Thanks for letting me natter on. I'm at a loss.
What med is he using?
Check out the thread on Tenex....many of the moms here are having success with this med ( we don't use this but if my sons behaviors gets to be a problem, I will talk to our doc about this).
He is on Ritalin XR. He was taking 20mg in the morning and 10mg at lunch. When we went to the doctor last week (I must say I have very little faith in my Family Doctor). He raised it to 40mg in the morning and 10mg at lunch. This made the bad behaviour worse.Meds need adjusting from time to time. Puberty is one of those times.
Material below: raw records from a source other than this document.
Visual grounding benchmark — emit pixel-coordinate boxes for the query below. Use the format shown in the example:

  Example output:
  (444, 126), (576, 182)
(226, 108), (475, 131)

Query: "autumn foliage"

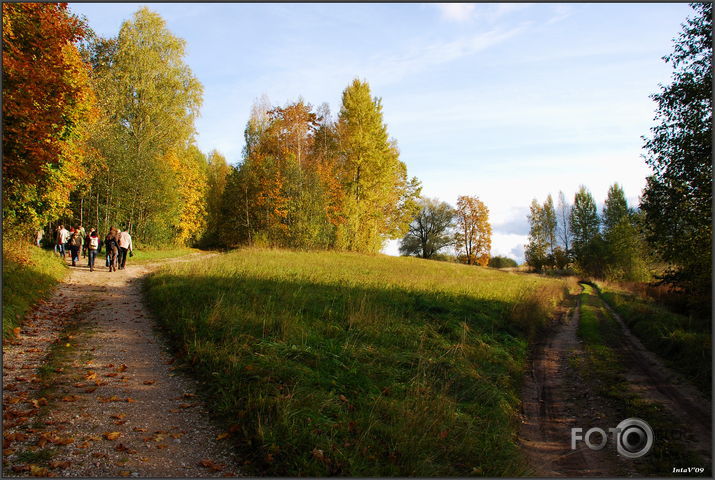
(2, 3), (94, 229)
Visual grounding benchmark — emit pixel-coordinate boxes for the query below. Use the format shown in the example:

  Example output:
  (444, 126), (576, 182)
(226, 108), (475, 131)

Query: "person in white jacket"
(119, 230), (134, 270)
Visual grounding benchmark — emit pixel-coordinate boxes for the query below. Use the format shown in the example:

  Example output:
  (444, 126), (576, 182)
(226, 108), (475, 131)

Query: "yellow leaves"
(48, 460), (72, 468)
(199, 458), (226, 472)
(30, 465), (49, 477)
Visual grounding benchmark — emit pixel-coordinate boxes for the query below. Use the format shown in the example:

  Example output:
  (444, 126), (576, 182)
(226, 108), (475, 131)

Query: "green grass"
(2, 241), (68, 338)
(129, 247), (201, 264)
(599, 284), (712, 398)
(146, 249), (566, 476)
(578, 284), (710, 477)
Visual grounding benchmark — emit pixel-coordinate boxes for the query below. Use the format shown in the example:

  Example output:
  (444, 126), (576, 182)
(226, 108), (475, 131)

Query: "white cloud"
(437, 3), (476, 22)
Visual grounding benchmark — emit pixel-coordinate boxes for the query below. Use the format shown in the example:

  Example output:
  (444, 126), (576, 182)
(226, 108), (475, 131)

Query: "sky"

It may be that a long acting med like concerta would be helpful. It has a smoother period when leaving the body. Also, guanfacine (Tenex) helps with definance as well as impulsivity and hyperactivity. There is a Tenex thread on the medication forum with info you can print for the doc. The doc may not be aware of the use of this blood pressure med for ADHD or how to get started with it.
I would also recommend trying to find a child psychiatrist. They are more experienced at med managment and at working with the things that can come with ADHD such as anxiety, depression and defiance. It may be that the med has not been quite enough and the stress of handling ADHD without enough help has pushed your son into anxiety and it is coming out as anger mixed with impulsivity of ADHD.
Good luck, you will find help and support here.